- fair use image only
- Born: Susan Eckstein July 27, 1922 Vienna
- Died: November 17, 2019 (aged 97) Charlotte, North Carolina
- Other names: Susan Fishman, Suzanne Cernyak
- Occupations: professor of German, memoirist

= Susan Cernyak-Spatz =

Austrian professor of German language and literature

Susan E. Cernyak-Spatz (July 27, 1922 – November 17, 2019) was an Austrian-born professor of German language and literature at the University of North Carolina at Charlotte. She was a Holocaust survivor. Her memoir, Protective Custody: Prisoner 34042, was published in 2005.

== Early life and education ==
Susan Eckstein was born in Vienna, the daughter of Ernest Eckstein and Frieda Eckstein. The Ecksteins were Jewish. At the onset of World War II, she and her mother were deported to live at Theresienstadt. She survived two years at the Auschwitz-Birkenau death camp, from 1943 to 1945, the winter death march away from Auschwitz, and a shorter spell at Ravensbrück in 1945. She worked as an interpreter after liberation, for American intelligence and the British military.

Eckstein attended school in Berlin and Vienna as a girl in the early 1930s. She finished undergraduate studies at Southwest Missouri State College in 1968, and earned her doctoral degree at the University of Kansas in 1972. While she was a student, she received a Woodrow Wilson National Fellowship.

== Career ==
She taught German language and literature at the University of North Carolina, Charlotte, from 1972 until her retirement in 1992. She created the university's Holocaust Studies program. In retirement, into her nineties, she continued giving interviews, lectures to community groups, and talks to high schoolers, on her own experiences during the war. A video of her story, Surviving Birkenau, was released in 2018.
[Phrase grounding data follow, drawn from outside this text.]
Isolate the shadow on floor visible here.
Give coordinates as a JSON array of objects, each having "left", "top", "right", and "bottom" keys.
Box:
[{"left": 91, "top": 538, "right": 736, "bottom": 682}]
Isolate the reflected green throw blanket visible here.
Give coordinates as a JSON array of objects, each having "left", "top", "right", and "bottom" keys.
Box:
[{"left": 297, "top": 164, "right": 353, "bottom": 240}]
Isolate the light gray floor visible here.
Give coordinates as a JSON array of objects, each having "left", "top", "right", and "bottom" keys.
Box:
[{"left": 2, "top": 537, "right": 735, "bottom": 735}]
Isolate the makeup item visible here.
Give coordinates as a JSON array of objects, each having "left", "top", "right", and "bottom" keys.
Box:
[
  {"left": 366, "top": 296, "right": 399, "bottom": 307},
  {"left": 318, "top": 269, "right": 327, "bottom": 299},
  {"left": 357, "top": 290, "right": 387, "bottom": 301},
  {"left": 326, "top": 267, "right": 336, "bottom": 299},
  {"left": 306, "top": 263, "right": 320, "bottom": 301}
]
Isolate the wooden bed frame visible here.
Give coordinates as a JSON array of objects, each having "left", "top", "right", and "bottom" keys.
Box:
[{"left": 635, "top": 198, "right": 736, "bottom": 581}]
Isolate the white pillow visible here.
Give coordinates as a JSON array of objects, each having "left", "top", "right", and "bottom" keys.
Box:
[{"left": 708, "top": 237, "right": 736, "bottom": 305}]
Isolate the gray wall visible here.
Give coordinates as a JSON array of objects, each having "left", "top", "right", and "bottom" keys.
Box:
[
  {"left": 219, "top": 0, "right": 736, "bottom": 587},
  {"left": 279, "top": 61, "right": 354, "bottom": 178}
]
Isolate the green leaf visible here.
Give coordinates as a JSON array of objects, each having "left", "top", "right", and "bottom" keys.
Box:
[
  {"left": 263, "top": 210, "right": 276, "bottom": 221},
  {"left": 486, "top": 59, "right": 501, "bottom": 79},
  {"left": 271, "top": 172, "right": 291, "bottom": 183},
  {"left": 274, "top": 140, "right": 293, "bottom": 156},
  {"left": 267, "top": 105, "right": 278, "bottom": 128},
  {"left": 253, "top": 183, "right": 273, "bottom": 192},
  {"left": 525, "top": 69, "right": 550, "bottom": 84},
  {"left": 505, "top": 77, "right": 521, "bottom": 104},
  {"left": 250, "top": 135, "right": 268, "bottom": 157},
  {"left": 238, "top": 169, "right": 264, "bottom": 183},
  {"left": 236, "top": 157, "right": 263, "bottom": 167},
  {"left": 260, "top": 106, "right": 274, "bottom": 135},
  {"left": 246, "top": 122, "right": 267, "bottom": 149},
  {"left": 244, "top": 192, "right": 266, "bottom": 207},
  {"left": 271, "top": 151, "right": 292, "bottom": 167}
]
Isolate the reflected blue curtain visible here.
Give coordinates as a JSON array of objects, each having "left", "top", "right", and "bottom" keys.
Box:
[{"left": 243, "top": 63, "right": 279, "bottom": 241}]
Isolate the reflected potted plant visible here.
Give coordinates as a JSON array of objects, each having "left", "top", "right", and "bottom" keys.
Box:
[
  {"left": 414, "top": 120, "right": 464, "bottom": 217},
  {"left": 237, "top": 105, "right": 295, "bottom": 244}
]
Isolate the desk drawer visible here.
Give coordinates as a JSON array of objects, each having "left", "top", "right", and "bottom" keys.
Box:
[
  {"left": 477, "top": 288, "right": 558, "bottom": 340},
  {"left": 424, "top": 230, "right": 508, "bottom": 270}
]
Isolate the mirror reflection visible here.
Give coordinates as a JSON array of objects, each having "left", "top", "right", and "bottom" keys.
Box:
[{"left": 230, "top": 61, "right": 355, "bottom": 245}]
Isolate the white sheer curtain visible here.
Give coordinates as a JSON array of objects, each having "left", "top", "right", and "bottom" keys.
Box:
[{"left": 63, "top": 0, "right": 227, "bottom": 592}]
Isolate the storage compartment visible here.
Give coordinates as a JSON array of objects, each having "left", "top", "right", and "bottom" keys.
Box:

She wrote a memoir in English, Protective Custody: Prisoner 34042 (2005), and another in German, Theresienstadt, Auschwitz-Birkenau, Ravensbrück. Drei Stationen meines Lebens (Theresienstadt, Auschwitz-Birkenau, Ravensbrück. Three stages of my life) (2008). Protective Custody was adapted for the stage. In 1983 she attended the first conference to look at role of women during the holocaust. It was organised by Dr Joan Ringelheim and Esther Katz. She was asked what women talked about and she said, "Food! I never cooked as well as I did with my mouth in Auschwitz." She also wrote a textbook, German Holocaust Literature (1985). and co-edited Language and Culture: A Transcending Bond- Essays and Memoirs by American Germanists of Austro-Jewish Descent (1994, with Charles S. Merrill).

She translated several works from German into English, including Bernhard Frankfurter's The Meeting, based on a 1988 film in which a Holocaust survivor, Dagmar Ostermann, confronted a Nazi physician, Hans Wilhelm Münch.

== Personal life ==
Susan Eckstein married Bernard M. Fishman, an American serviceman, in Brussels, and moved to the United States with him in 1946. They had three children. They divorced in the 1960s. She married Turkish-born Henri Cernyak as her second husband during graduate school, in 1970. Her third husband Hardy Spatz, who was born in Austria and lived in Cuba, died in 2001. She died in 2019, aged 97 years, at her home in Charlotte. "Susan’s story was just invaluable," said her rabbi in Charlotte, Judy Schindler. "When she conveyed it to students, they could take her story and take it into their souls, and hear the lessons she had to teach, based on her experiences, and try to create a much better tomorrow."